[dpdk-dev] [PATCH] net/thunderx: reduce writes to mbuf

Jerin Jacob jerin.jacob at caviumnetworks.com
Fri Apr 14 11:41:07 CEST 2017


With the mbuf rework, we now have 8 contiguous bytes to be
rearmed in the mbuf at 8B naturally aligned address.
Use single 8B write to avoid multiple 2B writes in Rx path.

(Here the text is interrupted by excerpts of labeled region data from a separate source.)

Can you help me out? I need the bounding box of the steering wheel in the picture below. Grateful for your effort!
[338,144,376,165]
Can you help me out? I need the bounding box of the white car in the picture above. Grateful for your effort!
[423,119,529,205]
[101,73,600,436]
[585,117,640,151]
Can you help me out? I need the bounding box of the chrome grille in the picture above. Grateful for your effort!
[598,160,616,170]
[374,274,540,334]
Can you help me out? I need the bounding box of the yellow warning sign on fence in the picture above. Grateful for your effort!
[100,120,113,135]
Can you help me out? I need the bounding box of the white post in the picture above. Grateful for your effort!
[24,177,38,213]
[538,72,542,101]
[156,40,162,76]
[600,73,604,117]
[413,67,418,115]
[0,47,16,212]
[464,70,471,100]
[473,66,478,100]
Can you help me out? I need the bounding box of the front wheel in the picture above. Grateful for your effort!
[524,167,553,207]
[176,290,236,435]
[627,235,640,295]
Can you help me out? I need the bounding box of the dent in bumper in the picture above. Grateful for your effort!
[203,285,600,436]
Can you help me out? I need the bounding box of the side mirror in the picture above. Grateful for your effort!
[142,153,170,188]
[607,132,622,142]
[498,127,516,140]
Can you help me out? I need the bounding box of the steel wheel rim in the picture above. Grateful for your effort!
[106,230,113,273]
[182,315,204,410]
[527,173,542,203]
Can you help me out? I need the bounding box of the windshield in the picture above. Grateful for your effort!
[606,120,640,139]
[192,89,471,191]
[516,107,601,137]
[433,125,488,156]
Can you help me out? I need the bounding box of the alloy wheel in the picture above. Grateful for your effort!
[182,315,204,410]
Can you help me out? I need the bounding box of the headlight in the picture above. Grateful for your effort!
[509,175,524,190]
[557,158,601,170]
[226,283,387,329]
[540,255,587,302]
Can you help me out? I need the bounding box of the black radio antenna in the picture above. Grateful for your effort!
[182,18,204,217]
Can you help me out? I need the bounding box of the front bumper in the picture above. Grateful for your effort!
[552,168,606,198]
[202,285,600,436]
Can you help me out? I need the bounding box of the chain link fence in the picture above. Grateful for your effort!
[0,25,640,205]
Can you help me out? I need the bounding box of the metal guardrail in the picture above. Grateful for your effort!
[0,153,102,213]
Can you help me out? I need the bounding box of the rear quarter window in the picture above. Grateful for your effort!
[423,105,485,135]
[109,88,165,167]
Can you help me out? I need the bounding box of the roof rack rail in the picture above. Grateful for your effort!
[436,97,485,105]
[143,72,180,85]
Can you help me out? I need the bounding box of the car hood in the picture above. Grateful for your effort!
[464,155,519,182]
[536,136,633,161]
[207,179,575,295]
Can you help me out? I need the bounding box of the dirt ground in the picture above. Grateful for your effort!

Signed-off-by: Jerin Jacob <jerin.jacob at caviumnetworks.com>
Signed-off-by: Maciej Czekaj <maciej.czekaj at caviumnetworks.com>
---
 drivers/net/thunderx/nicvf_ethdev.c | 18 ++++++++++++++++++
 drivers/net/thunderx/nicvf_rxtx.c   | 28 ++++++++++------------------
 drivers/net/thunderx/nicvf_rxtx.h   | 27 +++++++++++++++++++++++++++
 drivers/net/thunderx/nicvf_struct.h | 11 +++++++++++
 4 files changed, 66 insertions(+), 18 deletions(-)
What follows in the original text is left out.